Monday, July 26, 2010

Search and bookmark!



I'm reading George Carlin's autobiography. It has been very interesting to learn about the evolution of his comedy routines. The beginning of chapter sixteen struck me as poignant observation.
"The reason I prefer the sledgehammer to the rapier and the reason I believe in blunt, violent, confrontational forms for the presentation of my ideas is because I see that what's happening to the lives of people is not rapierlike, it is not gentle, it is not subtle. It is direct, hard and violent. The slow violence of poverty, the slow violence of untreated disease. Of unemployment, hunger, discrimination....The real violence that goes on every day, unheard, unreported, over and over, multiplied a millionfold."
The core of this idea is not new, but rarely expressed so well. Not everyone has the grace to see what happens and understand that the consequences slip from awareness or hardly register. For all the power and magic of the internet, it sadly seems just to add to the noise of everyday life without also giving badly needed clarity. If you want to find it you really have to be willing to search and bookmark!

Thursday, July 1, 2010

Shareholder capitalism to stakeholder capitalism



I couldn't miss the opportunity to pass this on. Apparently, the good citizens of Vermont are finding the courage to tap into the zeitgeist and test out a new law. The Vermont Benefit Corporations Act will now allow companies to stipulate public benefits with a standard of conduct laid out for their board of directors to follow. Please read more about this at Vermont Businesses for Social Responsibility.
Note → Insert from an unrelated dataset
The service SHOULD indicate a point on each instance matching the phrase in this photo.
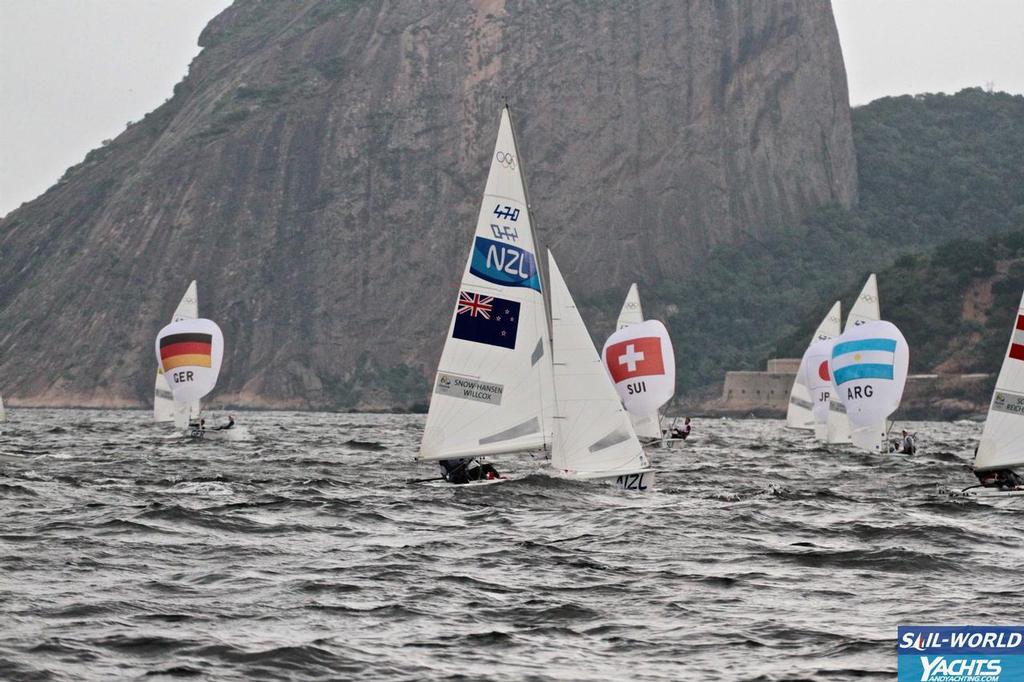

Many authors who write about the current state of the economy have been calling for this kind of directive for a long time. Writers like David Korten and Juliet Schor insist that in order to save ourselves from environmental cannibalism, one of our greatest imperatives is to hold businesses accountable for ALL their effects on society, not just the monetary ones to shareholders.

Schor's book Plenitude lays it out very well in chapter three, Economics confronts the earth.
"The canonical models used by the mainstream are addressed to what happens within markets, rather than to economic dynamics more broadly. Because air, water, and many natural resources are neither owned nor priced, the effects of economic activity on their health and functioning do not fall within the purview of the standard treatments."
And speaking of reading more, there are many inspirational gems of wisdom to be had from her research. In future posts, I'll be coming back again and again to references from this book.